At my suggestion, Rick Satterfield's temple website now has all the temple matrons (female) listed along with the presidents (male). This started late last year, but he's very busy. I don't know if my feminist blog posts have had any tangible effect on things within the church, but I know that this suggestion did, so I can die happy because I'm not useless.
Two Fridays ago, a full week before I expected to hear back from them, I got an email from the FSY people saying in part, "We regret to inform you that we will not be able to hire you for this particular job at this time." I was pretty qualified with my teaching experience and they were desperate for male counselors, so I first assumed it was because of my blog and/or social media posts. That was a known risk that almost dissuaded me from applying in the first place, but I wasn't about to lie or censor my true feelings and beliefs about anything. Anyway, while they have a right to try to hire those whose values and believes they feel are in line with their own, the chance that they've managed to only hire young people who agree with the church position on same-sex relationships is zero. Another possibility that occurred to me was that they'd discriminated against me for being socially awkward, but while that was a definite possibility and a thing that has been done to me throughout my life, I gave them the benefit of the doubt because the first option was sufficient and reasonable enough. In either case, though, I assumed they had been spineless and dishonest (albeit no more so than most people) to write "we will not be able to hire you" instead of "we have chosen not to hire you."

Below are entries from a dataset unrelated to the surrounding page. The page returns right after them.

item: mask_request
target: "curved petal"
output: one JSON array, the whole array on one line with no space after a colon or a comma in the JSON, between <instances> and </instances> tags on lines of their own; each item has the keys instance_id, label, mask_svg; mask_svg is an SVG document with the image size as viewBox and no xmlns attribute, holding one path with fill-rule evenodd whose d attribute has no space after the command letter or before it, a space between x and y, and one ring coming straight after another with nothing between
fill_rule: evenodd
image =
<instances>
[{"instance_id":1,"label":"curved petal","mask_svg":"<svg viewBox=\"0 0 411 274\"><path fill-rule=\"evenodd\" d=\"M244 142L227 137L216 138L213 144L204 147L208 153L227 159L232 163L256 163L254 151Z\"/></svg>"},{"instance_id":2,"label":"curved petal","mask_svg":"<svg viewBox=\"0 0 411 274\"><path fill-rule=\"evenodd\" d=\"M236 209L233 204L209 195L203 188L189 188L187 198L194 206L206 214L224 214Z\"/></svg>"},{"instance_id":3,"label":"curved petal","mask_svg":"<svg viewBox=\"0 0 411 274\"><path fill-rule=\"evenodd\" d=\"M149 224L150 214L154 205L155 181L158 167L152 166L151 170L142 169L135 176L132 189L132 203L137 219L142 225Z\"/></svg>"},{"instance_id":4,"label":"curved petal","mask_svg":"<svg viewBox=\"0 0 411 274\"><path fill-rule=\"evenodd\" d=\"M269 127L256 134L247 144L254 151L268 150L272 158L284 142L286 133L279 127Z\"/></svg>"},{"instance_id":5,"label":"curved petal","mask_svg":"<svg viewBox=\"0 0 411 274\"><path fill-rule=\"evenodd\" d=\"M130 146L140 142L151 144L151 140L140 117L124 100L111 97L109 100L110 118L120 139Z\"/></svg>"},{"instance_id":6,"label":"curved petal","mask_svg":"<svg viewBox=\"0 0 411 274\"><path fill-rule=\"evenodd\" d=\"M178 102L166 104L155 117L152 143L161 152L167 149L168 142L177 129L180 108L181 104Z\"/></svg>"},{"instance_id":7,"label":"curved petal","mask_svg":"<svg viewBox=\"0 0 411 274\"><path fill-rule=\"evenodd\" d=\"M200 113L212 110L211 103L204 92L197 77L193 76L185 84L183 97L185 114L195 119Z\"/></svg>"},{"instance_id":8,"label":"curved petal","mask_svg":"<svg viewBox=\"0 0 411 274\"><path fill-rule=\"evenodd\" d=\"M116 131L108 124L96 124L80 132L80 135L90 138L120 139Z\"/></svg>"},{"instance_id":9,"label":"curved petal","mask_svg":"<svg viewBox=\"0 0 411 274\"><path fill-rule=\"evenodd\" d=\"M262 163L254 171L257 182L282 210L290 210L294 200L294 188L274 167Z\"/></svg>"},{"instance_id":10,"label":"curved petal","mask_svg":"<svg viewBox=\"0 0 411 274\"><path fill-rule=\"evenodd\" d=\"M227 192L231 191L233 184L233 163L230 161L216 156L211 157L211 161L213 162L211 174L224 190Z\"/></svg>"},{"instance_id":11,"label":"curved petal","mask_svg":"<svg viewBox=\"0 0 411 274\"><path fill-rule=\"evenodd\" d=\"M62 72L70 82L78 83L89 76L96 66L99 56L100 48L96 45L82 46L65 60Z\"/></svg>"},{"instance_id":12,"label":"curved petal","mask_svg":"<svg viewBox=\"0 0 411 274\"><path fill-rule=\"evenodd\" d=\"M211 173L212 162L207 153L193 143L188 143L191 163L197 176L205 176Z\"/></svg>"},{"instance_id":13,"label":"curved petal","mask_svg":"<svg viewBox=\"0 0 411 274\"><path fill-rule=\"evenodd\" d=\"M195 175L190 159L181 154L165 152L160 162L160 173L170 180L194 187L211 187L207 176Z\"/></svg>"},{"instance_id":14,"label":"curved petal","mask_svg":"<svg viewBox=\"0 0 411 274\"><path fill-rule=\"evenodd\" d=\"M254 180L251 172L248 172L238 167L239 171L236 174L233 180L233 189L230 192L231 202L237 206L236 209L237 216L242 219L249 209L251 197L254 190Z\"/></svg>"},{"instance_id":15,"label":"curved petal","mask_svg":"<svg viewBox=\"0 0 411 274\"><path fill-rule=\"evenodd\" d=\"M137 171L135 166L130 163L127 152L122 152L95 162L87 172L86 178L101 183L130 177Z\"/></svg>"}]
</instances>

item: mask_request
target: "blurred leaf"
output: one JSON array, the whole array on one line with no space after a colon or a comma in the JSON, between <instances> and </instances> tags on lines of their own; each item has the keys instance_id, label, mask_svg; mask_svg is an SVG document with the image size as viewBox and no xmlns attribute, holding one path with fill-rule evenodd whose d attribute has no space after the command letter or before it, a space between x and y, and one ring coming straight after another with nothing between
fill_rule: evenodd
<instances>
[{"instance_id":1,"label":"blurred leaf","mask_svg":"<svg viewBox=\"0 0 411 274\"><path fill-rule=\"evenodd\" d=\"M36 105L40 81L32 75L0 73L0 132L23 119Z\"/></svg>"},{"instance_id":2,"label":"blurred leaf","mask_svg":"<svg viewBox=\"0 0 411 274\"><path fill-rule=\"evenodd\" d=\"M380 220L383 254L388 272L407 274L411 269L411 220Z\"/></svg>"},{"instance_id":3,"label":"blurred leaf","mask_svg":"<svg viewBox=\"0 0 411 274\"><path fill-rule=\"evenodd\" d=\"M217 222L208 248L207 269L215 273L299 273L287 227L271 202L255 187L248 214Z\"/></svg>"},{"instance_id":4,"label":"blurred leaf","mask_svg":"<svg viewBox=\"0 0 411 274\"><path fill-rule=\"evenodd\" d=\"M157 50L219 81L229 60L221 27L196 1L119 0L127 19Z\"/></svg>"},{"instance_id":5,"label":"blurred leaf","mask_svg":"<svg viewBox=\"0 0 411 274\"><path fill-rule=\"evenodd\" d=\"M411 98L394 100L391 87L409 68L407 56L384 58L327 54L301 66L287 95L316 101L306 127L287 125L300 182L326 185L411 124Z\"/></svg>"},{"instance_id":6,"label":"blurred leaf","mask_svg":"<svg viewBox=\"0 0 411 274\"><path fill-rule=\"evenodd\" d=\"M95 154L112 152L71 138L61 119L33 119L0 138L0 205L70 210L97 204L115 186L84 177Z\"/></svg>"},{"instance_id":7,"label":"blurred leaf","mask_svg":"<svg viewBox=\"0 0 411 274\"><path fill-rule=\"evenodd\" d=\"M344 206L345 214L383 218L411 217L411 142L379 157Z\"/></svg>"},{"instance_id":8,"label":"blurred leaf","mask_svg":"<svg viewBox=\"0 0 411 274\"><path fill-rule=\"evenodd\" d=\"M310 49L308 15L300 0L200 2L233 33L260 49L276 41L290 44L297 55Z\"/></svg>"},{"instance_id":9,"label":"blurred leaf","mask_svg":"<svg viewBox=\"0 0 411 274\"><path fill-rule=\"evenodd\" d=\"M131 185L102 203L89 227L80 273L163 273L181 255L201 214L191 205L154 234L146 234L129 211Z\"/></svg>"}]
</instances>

But on Monday I found out the real reason. Several FSY sessions have been canceled due to low enrollment. For a moment, that news made me feel better about myself and their honesty. Then it alarmed me. At worst, this means that a sizable percentage of the rising generation is not interested in church stuff at all - and everyone knows the church has a severe retention problem with this generation, but I wouldn't have thought it this severe. At best, it means that the leaders who have been hyping this thing up in vain are out of touch with the youth's actual wants or needs - and that problem has been apparent since Brad Wilcox's talk earlier this year went viral for all the wrong reasons, but I wouldn't have thought it this severe. I think it's a real shame because EFY, the North American precursor to FSY, was a mind-blowing, life-changing experience for me at age seventeen. It's hard for me to comprehend that any young Latter-day Saint who cares about or believes in church stuff at all wouldn't want to go. Granted, being surrounded by thousands of church members wouldn't be the same thrilling once-in-a-lifetime event for anyone who's grown up in Utah as it was for me.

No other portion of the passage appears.